= Dick Zeiner-Henriksen =

Norwegian resistance member

Richard Zeiner-Henriksen ( 1 August 1924 – 12 May 2016) was a Norwegian businessperson and resistance member during World War II.

==World War II==
On 9 April 1940, Nazi Germany invaded and occupied Norway as a part of World War II. Young Zeiner-Henriksen became a member of the Norwegian Independent Company 1 (Kompani Linge). From 1943 to 1944, he co-operated with Max Manus and Oslogjengen and, from 1944 to 1945, he participated in the Special Operations Executive operation GREBE in Dovrefjell and Rondane.

He participated in the May 1944 sabotage of Arbeidstjenesten's offices. He obtained copy of the door key to the address Wergelandsveien 3 (via an imprint in plastilina) together with Roy Nielsen. Nielsen was in charge of the strike towards Wergelandsveien 3, but the mission was called off because there were people present at the office.
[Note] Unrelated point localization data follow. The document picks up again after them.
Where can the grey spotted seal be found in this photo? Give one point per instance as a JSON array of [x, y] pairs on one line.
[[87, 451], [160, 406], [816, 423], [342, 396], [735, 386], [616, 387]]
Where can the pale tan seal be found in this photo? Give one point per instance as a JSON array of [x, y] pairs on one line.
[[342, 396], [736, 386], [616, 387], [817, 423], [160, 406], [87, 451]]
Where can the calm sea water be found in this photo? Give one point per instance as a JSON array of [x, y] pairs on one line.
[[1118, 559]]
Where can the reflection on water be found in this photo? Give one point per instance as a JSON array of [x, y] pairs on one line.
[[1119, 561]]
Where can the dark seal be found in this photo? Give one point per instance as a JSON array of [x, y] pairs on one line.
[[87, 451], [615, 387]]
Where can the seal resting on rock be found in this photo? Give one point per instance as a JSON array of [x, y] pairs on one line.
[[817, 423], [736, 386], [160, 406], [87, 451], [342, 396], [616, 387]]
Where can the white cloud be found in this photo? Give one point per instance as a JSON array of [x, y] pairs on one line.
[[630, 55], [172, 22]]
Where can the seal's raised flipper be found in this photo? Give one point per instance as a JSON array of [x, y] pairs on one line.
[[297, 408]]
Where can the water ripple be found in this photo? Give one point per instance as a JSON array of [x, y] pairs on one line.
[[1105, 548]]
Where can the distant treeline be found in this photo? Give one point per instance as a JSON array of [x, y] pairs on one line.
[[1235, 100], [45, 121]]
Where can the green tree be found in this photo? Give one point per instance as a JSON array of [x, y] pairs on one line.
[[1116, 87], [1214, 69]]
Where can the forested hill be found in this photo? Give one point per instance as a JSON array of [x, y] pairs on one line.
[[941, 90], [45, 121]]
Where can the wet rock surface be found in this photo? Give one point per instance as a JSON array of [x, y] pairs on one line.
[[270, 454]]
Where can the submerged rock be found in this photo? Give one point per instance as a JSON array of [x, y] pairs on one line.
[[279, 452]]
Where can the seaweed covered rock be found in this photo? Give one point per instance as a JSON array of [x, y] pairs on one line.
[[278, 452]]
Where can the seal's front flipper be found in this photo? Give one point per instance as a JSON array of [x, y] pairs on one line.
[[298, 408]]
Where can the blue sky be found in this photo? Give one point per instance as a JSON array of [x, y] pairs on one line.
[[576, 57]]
Zeiner-Henriksen joined Max Manus, Edvard Tallaksen and Gregers Gram to strike the address Kirkeveien 90. Zeiner-Henriksen was placed outside the building, tasked with ringing the doorbell in case of peril. As the three main saboteurs had spent one-and-a-half hours burning Arbeidstjenesten's documents, they heard the doorbell as well as shooting. Four people from Milorg had been placed throughout the area to assist with firepower in case enemies showed up. Three of the four guards (Lars Eriksen, Jon Hatland and Per Stranger-Thorsen) were captured and executed, whereas the fourth guard, Hans-Peter Styren, survived. Tallaksen, Gram and Zeiner-Henriksen escaped on foot and Manus stole a bike from a passer-by. Only Zeiner-Henriksen, Manus and Styren survived World War II. It later became clear that troops showed up because the Nazi collaborator Hans Eng stayed at the same address that day. The sabotage mission was portrayed in the 2008 film Max Manus. Zeiner-Henriksen was decorated with the Norwegian War Medal, the Defence Medal 1940–1945 and the British King's Medal for Courage in the Cause of Freedom.
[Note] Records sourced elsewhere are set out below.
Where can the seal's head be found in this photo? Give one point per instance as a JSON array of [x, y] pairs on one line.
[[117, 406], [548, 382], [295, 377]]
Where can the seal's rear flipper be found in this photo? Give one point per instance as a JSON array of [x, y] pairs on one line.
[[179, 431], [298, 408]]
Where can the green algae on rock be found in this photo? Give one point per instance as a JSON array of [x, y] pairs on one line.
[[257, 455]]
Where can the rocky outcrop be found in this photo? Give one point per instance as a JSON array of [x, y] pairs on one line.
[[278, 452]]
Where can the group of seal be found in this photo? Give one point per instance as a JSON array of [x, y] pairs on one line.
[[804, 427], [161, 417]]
Zeiner-Henriksen, born in Leningrad, took his examen artium in 1943. He was a son of the diplomat Richard Zeiner-Henriksen and his wife Erica, née Wang. He was a nephew of the professor of medicine Knut Benjamin Zeiner-Henriksen. His brother, Erik Zeiner-Henriksen, was also a resistance member during the war, but was captured in May 1944 and died in Dachau concentration camp in February 1945.

==Post-war life==
After the war, he took his education in business administration at the University of Pennsylvania. He graduated in 1948. After further studies in France and England he spent his professional life as a manager. He started his career in the family business in 1950, and went on to the Norwegian Engineering Export Organization in 1960. He was CFO in Kontorautomasjon from 1966 to 1970 and Singer Business Machines from 1970 to 1972 before being promoted to vice-president. In 1975, he was hired as CFO in Norges Varemesse, where he worked to 1990. He was also active in Lingeklubben, an association for former Norwegian Independent Company 1 personnel. The association had 463 members in its heyday, but as many died from old age, it was decided to discontinue the organisation in 2007, when the membership was 63. Zeiner-Henriksen lives in Oslo.